O TIRA MANCHAS
O TIRA MANCHAS
28set22
Estava eu saboreando um Merlot Francês que me foi presenteado, quando uma gota se recusa a ser degustada e resolve deixar sua marca na camisa de um suave amarelo que "inaugurava". Vinho de suave sabor de frutas vermelhas que trazia ao fundo um toque marcante de café. Fim de noite dedicada a Baco que se encerra e nos deixa prontos para o sono e felizes pela noite e pelo novo dia que em breve nascerá.
Sol tímido, que se diz presente por trás das nuvens carrancudas. O relógio biológico com seu silencioso som agudo me alcança e me faz levantar. Roupas espalhadas sobre a cadeira de apoio me fazem lembrar da gota na camisa amarelada, que ao verificar lá estava como se fosse um asterisco um tanto ovalado.
Preparo meu café da manhã, feito com um pó de qualidade na prensa francesa e servido sem açúcar acompanhado de três ovos batidos com requeijão.
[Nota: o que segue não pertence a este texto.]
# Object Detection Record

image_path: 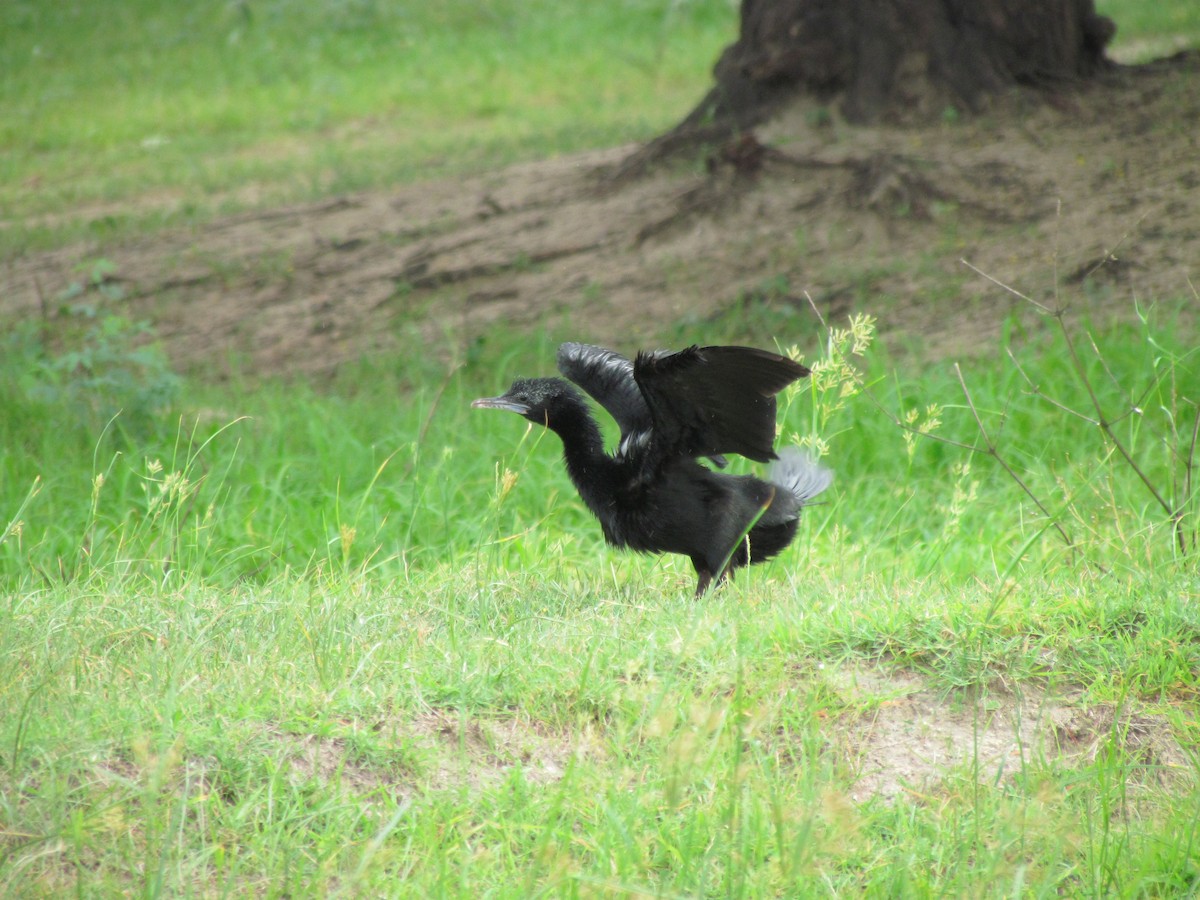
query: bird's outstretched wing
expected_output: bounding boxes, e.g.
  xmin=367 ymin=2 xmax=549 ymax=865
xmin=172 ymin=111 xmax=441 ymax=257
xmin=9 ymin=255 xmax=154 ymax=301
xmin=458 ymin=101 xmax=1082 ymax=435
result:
xmin=558 ymin=342 xmax=652 ymax=437
xmin=633 ymin=347 xmax=809 ymax=462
Devidamente desperto, pego o carro e vou ao supermercado, procuro um tira manchas capaz de devolver o estado anterior à gota na camisa. Leio alguns rótulos e fico com aquele que claramente promete a limpeza da mancha de vinho.
Sigo as instruções da embalagem, passando o produto sobre a mancha e deixando de molho por 20 minutos e enquanto espero, passo as minhas obrigações computacionais. Findo o tempo do molho da camisa, com um excesso de 2 minutos, retiro da bacia e ao verificar vejo que a mancha havia desaparecido, mas junto com ela o tecido que a continha. Procuro o telefone do SAC do fabricante do tira manchas e sou atendido por uma voz sonolenta e distante que não permitia saber se masculina ou feminina. Narrei o ocorrido. A voz do outro lado me pergunta o que pretendo, respondo eu que desejo o ressarcimento do prejuízo que tive, e quem me atende diz não ser possível, pois em casos semelhantes e formalizados judicialmente a empresa reverteu a solicitação em falsa denúncia e declarando pedido de prisão por calunia e difamação, e ato contínuo interrompeu a ligação.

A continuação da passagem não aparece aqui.